When we talk about such a vast topic as French Cinema, its influence and the work of Raymond Cauchetier on it, it is hardly impossible not to talk about what the world knows as ‘Nouvelle Vague’ – that literally means, ‘The New Wave’.

The Nouvelle Vague was basically a revolution. Considered as one of the most significant film movements in the History of cinema, it broke with the formalities of the past and encouraged new styles, forms of production and themes in the industry. A movement led by young directors- in their mid 20-30s.  They came with a completely new generation of stars as Anna Karina, Jean Seberg, Jean Paul Belmondo or Jean-Claude Briely. The Nouvelle Vague was an expression of freedom or ‘the freedom to express’. A movement of ‘rethinking’ and criticism, a totally different and innovative way of using the rules of storytelling, the notion of ‘misé-en-scénce’.

Raymond Cauchetier (10th Feb, 1920) is turning 100 years old. Cauchetier has overseen photography on set and on location of several -more than 30- French films during the Nouvelle Vague movement. By his work on still photography, he created some of the most relevant and iconic visual documents made of film progress. Working with Godard, Truffaut or Chabrol, Raymond captured the early and innovative steps of these directors on set procedures in the 60’s.

Éric Rohmer, Jacques Rivette, Jean-Luc Godard, François Truffaut, Claude Chabrol… Does it ring a bell? They were not the only ones, but some of the most important cinema directors and critics. All of them wrote pages and pages of the famous Cahiers du Cinéma and are considered the some of biggest references of 1950’s & 1960’s French cinema.

Jean Paul Belmondo at ‘Breathless’ (1960) movie set

 

‘I’ve never received the slightest advice from a professional. I’ve always improvised, and invented what I needed to do, with my own inspiration.
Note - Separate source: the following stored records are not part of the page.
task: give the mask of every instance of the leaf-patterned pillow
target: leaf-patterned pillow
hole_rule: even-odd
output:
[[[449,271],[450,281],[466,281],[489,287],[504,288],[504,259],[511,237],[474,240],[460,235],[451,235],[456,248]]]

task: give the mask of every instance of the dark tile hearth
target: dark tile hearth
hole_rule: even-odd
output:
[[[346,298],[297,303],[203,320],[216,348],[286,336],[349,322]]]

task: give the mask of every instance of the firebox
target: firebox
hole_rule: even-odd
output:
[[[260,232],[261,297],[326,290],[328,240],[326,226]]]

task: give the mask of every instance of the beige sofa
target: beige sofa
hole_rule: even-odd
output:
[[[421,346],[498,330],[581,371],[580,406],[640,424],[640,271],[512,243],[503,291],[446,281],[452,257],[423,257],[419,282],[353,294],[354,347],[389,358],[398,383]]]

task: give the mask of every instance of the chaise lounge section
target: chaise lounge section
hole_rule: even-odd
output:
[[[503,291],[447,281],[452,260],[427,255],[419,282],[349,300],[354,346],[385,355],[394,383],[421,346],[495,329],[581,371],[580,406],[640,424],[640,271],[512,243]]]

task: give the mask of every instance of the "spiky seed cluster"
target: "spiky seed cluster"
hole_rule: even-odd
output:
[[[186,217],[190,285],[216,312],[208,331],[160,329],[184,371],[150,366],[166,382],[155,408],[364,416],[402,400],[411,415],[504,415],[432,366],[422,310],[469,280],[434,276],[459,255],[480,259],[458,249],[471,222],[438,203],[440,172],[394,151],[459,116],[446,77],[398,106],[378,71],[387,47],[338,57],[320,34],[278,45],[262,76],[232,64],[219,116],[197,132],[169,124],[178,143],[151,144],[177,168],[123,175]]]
Is that why some people think my photos never look like other people’s?’

— Raymond Cauchetier
Brody (2009), p. 36

 

 

 

 

Iconic Nouvelle Vague star Jean Seberg

Jean Seberg and Jean Paul Belmondo kissing at ‘Breathless’ (1960) set

Jules et Jim (1962) directed by François Truffaut

Between 1959 and 1968, his camera captures the new cinema industry icons almost since the early beginning of their careers. His photographs share the rebel and rejuvenated spirit of the New Wave: the picaresque of Belmondo, the sensuality of Karina, the fresh smile of Seberg, the adventurous eyes of Moreu in Jules et Jim…

Raymond Cauchetier started his journey on the photography field just by chance. Listed on the French Air Ministry, he started taking pictures on a mission in Saigon (Vietnam), when his General asked for a photographer and nobody volunteered.

When he came back to Paris, he was hired to shoot photo-novels until he met the producer Georges de Beauregard, who introduced him into the cinema industry.

Jeanne Moreau at Jacques Demy’s ‘La baie des anges’ (1963)

Anna Karina and Jean Paul Belmondo

Jean Seberg and Jean Paul Belmondo

‘I am a reporter, not an artist. I believe that reportage teaches us more. It’s more important to capture life than constructed situations.’

– Raymond Cauchetier, from The Telegraph.

Final scene of ‘Breathless’ (1960)

‘A bout de Souffle’, well known by its international name ‘Breathless’, has been without concerns a landmark in the History of cinema.

Jean-Luc Godard was a young and radical director just starting his career and after a few shortfilms, ‘Breathless’ was the first long project of the director. This first feature film counted with a very limited crew and a really tight budget. 

It was an original idea by François Truffaut and it turned out to be the biggest breakout for Cauchetier at that time. 

All the photographs belong to ©Raymond Cauchetier

 

Cauchetier created a photographic documentary of Jean-Luc Godard’s way of working. He was fascinated by his spontaneous and original non-script procedures. 

He also documented the movie-making process of many important New Wave shootings as Jacques Demy’s ‘Lola’, Jacques Rozier’s ‘Adieu Philippine‘,  Godard film ‘Une femme est une femme‘, Agnès Varda’s second feature, ‘Cléo from 5 to 7’ or Truffaut’s ‘Jules and Jim’.

The photographer also caught some of the most iconic moments on film History such as the final street scene with a lied-on-the-floor Belmondo or the medium closeup cheek kiss shot of Seberg and Belmondo. Cauchetier defended that he wanted to take ‘non-film’ photos that were able to reveal the hidden methods and real personalities of the directors.